In open areas where burns are not feasible, combining invasive vegetation removal with the deployment of artificial nestboxes for Red-headed Woodpecker may provide nesting habitat where snags cannot be created. We’re interested to see whether the nestboxes will be used by Red-headed woodpeckers and which style of nestbox they may prefer.

Three different styles of nestbox are being tested, which will be successful? (left – unaltered log; middle – initial cavity entrance bored out; right – hole and cavity fully excavated).


A nestbox deployment photo series: Top left, a rope is thrown over a natural crotch near the top of a tree. Top right, the thrown rope is attached to a pulley that is pulled up to the top of the tree. This line is tied off to another tree to maintain the height of the pulley.
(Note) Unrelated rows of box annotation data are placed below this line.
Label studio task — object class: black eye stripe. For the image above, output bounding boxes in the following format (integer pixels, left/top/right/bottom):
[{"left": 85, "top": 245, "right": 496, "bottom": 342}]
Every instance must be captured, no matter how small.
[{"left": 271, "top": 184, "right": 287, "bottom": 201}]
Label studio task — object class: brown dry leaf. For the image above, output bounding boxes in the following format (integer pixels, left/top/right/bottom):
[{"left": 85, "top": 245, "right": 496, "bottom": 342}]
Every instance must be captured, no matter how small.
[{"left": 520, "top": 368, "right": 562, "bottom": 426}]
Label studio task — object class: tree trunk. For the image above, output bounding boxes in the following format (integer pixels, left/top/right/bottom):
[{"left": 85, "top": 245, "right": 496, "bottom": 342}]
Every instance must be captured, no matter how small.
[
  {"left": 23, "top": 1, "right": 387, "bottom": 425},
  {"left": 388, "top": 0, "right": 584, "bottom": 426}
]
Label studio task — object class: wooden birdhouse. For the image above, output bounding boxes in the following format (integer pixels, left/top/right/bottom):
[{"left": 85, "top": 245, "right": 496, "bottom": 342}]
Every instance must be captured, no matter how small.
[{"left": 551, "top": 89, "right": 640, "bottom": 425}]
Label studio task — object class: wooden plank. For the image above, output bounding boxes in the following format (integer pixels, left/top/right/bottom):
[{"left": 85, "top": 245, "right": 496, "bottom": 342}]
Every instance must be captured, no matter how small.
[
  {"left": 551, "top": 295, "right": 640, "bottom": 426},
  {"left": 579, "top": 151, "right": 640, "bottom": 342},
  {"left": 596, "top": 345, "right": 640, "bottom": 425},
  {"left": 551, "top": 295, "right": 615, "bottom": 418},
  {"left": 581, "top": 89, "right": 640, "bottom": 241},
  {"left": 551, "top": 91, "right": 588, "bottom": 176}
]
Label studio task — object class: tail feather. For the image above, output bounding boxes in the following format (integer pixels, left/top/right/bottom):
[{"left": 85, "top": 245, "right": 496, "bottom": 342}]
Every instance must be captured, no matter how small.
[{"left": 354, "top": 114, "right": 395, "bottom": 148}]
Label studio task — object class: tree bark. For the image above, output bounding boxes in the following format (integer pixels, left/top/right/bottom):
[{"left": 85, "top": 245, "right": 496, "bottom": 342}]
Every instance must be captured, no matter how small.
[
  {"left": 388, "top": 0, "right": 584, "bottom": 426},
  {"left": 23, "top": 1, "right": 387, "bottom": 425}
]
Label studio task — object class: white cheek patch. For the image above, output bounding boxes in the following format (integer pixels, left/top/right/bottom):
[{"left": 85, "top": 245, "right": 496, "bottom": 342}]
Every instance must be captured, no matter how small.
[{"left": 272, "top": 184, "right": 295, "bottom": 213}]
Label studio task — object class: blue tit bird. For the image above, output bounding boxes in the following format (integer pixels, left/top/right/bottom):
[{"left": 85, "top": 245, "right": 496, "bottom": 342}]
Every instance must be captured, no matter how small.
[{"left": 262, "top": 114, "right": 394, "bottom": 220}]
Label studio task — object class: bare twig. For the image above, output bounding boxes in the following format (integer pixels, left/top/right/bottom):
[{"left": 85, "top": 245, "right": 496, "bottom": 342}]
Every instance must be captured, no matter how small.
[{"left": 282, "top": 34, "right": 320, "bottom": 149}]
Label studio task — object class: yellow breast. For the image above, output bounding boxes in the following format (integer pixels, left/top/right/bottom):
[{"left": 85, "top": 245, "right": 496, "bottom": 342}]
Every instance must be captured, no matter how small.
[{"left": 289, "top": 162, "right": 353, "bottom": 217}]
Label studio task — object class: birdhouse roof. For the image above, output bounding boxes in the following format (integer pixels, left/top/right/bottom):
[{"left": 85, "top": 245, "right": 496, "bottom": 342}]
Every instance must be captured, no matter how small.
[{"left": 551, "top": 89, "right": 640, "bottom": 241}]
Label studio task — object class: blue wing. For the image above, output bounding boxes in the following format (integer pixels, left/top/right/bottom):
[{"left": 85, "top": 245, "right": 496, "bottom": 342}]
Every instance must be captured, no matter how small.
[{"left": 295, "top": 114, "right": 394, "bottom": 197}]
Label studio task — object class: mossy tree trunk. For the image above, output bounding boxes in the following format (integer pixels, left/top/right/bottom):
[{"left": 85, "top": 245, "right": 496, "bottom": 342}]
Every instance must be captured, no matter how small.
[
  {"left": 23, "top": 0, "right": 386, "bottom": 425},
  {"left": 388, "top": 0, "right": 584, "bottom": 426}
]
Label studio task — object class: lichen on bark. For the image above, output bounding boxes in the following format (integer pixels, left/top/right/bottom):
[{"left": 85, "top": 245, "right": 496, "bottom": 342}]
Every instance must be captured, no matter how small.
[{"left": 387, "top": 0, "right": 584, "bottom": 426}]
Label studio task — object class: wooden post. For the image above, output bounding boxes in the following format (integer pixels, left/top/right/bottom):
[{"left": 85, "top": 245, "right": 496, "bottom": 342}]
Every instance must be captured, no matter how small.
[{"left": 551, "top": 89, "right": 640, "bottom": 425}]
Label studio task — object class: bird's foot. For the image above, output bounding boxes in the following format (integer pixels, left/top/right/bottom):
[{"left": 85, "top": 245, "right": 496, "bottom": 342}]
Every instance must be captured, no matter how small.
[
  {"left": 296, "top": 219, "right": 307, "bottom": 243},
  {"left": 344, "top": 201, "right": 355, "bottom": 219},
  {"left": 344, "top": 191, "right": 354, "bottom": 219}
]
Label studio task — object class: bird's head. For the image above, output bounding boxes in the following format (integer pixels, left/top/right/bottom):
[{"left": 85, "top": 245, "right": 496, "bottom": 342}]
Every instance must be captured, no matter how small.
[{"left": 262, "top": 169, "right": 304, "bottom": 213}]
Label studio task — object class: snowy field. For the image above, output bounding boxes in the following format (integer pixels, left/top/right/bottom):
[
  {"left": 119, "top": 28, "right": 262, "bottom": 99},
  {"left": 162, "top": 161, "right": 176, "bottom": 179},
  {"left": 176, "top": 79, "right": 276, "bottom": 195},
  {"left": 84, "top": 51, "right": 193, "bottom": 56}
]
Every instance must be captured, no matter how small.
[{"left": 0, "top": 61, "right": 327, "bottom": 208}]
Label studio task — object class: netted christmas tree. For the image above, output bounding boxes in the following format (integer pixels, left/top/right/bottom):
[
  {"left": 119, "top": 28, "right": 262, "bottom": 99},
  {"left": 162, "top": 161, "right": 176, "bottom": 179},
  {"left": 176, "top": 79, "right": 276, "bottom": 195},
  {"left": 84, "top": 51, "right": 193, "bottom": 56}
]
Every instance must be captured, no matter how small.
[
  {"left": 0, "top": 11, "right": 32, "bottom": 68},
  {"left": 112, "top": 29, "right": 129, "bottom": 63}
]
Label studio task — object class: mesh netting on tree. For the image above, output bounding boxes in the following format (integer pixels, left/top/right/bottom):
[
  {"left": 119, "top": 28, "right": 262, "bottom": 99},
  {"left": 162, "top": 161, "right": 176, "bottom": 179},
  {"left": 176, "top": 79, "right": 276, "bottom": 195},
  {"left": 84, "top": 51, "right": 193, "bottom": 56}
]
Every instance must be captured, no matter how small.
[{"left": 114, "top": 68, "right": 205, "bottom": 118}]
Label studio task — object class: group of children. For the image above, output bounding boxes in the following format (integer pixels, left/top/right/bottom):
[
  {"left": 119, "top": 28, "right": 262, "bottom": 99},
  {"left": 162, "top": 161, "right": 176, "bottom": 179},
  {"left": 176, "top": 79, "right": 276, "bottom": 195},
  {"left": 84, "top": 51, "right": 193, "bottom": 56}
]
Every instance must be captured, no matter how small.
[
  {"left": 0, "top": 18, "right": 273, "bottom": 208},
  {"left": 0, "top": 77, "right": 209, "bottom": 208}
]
Centre left, additional rigging is attached for the nestbox and the pull rope. The pull rope is attached to a tree out of frame with a climbing grigri permitting the rope to move in only one direction. Centre right, rigging is lifted into position on the tree. When the pull rope passes through the grigri (out of frame) the nestbox is lifted off the ground and into the tree. Bottom left, the lifted nestbox is positioned on the tree with an extra guiding line and telescoping poles (out of frame). A guide line is attached to the cable that secures the nestbox to the tree which allows for the cable to be pulled tight from the ground. Bottom right, the ropes and pulleys are removed and the nestbox is ready to accommodate arriving Red-Headed Woodpeckers.


A nestbox positioned high in a tree is preferred by Red-headed Woodpeckers. We are hopeful that these nestboxes will accommodate woodpecker breeding in places where burns aren’t feasible.



We understand that the work conducted within the park is only one part in creating adequate spaces for these species. It will take the work of many other individuals and groups beyond the park’s boundaries to make a real impact.

To that end, the HSP has created some educational materials for distribution designed to highlight the threats these species face and what actions would benefit their recovery. These materials are freely available to park guests at the Visitor’s Centre.

Park naturalists also provide educational programming and talks throughout the summer that focus on protecting species at risk. We also provide additional outreach at special events in the park and the surrounding community.